Endings, Beginnings Review

This was my first Drake Doremus film and I fell in love with the way he explored the human condition with the flaws they have. This film is really special because it deals with the honesty of how complicated love and relationships can be.

Everyone believes that there is this one perfect person out there, who checks off every item, on this imaginary list we all have. However, the perfect person doesn’t exist. That’s why being logical about love and relationships will always trump how a person feels.

Doremus displays two very different relationships on screen and I understood why he chose to construct something in this way. One relationship was very natural, comfortable and safe. The other relationship was wild, passionate and all consuming. Everyone wants to find that perfect balance but our protagonist, Daphne (Shailene Woodley) has found this balance in two different people, Jack (Jamie Dornan) and Frank (Sebastian Stan)

I truly loved Jamie Dornan in this. He seemed so relaxed. He was definitely in his element and was in his most natural state, which was lovely to see. Sebastian Stan played the same wounded jerk character, but he plays it so well! Shailene Woodley also carried this film and I could feel her processing her feelings for both of these men, so that was really intriguing.

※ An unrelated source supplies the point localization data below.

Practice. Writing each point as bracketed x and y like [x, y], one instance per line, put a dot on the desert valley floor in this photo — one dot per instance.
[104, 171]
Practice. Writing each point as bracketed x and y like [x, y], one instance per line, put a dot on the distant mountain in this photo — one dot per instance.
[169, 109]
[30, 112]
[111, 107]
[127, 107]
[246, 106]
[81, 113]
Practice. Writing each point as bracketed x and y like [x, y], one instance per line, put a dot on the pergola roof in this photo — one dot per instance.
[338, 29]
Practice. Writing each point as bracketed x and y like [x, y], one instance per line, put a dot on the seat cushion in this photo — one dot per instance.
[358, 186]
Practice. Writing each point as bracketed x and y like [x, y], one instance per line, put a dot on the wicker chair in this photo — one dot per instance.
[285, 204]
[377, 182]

Love is difficult and it can definitely be messy if you’re not in control of it. I have definitely experienced being torn between two different ideas of people and it’s extremely hard to logically make a decision, when your heart is clouding that judgement. It’s a great screenplay and Doremus knows how to bring out the flaws of the human race, I loved this!

Seberg Review

Jean Seberg was a very intriguing person. She was determined, empathetic and strong-willed. She wanted to be remembered for a piece of activism, rather than having her name in lights, as an actress. Jean Seberg was a well-rounded human being and wanted to do more for the world because she witnessed the corruption.

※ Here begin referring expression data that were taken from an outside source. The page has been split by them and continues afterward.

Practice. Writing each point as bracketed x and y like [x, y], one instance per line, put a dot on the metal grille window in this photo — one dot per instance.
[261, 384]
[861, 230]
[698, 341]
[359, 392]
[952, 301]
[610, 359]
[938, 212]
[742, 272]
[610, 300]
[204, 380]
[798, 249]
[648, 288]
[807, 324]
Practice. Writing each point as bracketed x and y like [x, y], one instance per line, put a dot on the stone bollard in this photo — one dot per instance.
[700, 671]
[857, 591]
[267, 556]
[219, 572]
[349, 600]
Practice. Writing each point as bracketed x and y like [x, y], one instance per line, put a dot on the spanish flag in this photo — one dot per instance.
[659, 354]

Jean Seberg went to America and saw the segregation between the country. She saw the blatant racism and was quickly introduced to the Black Panthers. She was instantly intrigued by Hakim Jamal, who she encountered on her plane ride to LA. She wanted to know about his cause and even more about him.

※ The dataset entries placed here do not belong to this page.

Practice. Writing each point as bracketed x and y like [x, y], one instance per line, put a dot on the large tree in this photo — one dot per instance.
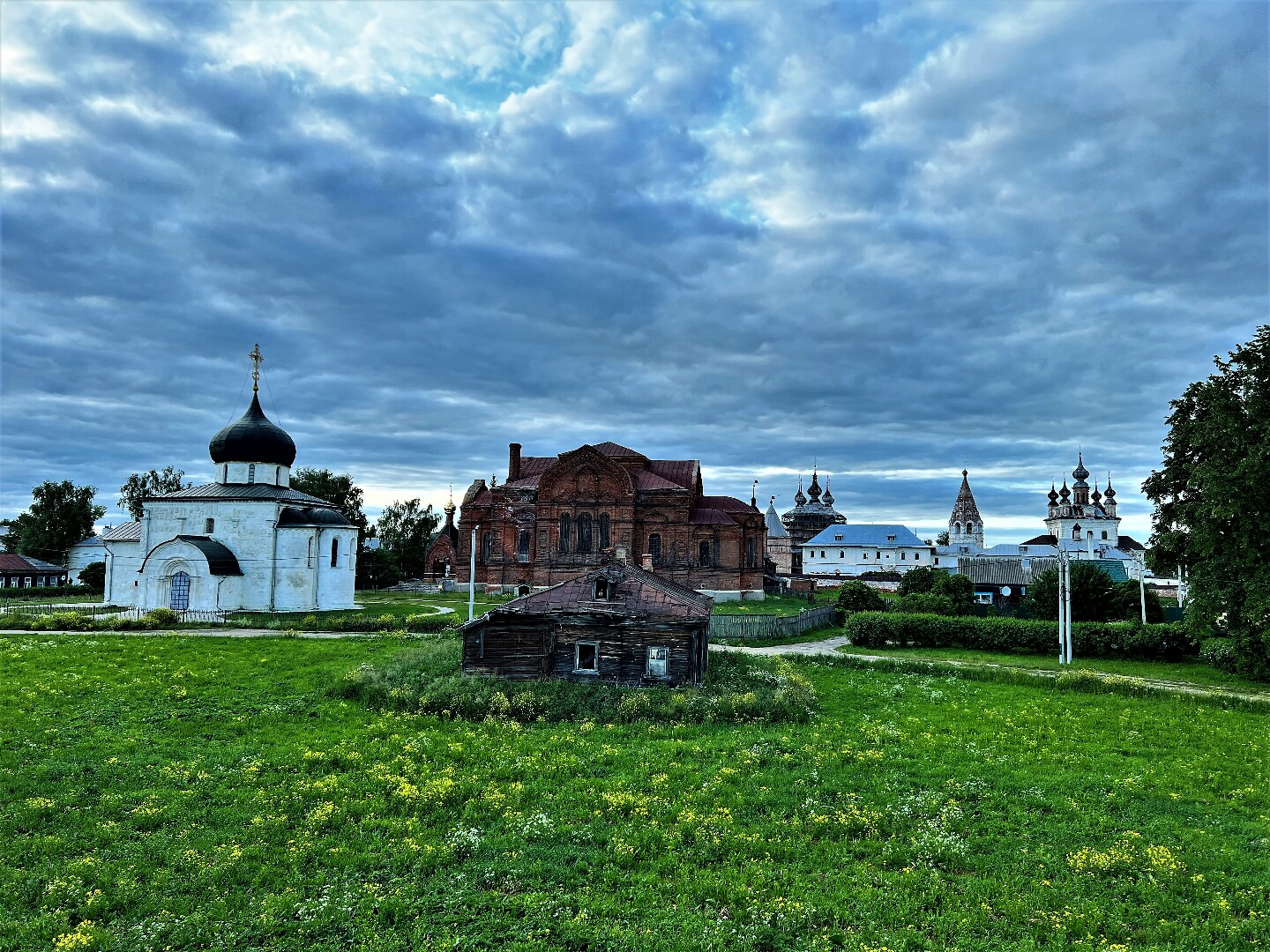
[1212, 499]
[404, 531]
[337, 489]
[143, 485]
[60, 516]
[1094, 597]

Her life sounds interesting, right? Well, it’s more effective if you read about her life than to watch this film. Seberg, does not do Jean justice whatsoever. If it weren’t for Kristen Stewart’s brilliant portrayal of the iconic actress, then this film wouldn’t have been discussed at all.

The film was NOT about the Black Panther Party, the politics got lost in the story because it was centred around Jean, BUT there still wasn’t enough content for Kristen to play with. Benedict Andrews really didn’t have a clear direction for this film and that was evident in the way he delivered certain scenes. The cinematography was very well done and the Andrews definitely knows how to frame his subjects, but the film fell flat.

I feel as if he focused too much on the surveillance aspect of the Jean Seberg case, rather than have it be a character study on this icon. This also proves that Kristen Stewart can tackle anything because this was her BEST performance, all she needs is a great script and she will eventually get the recognition she deserves.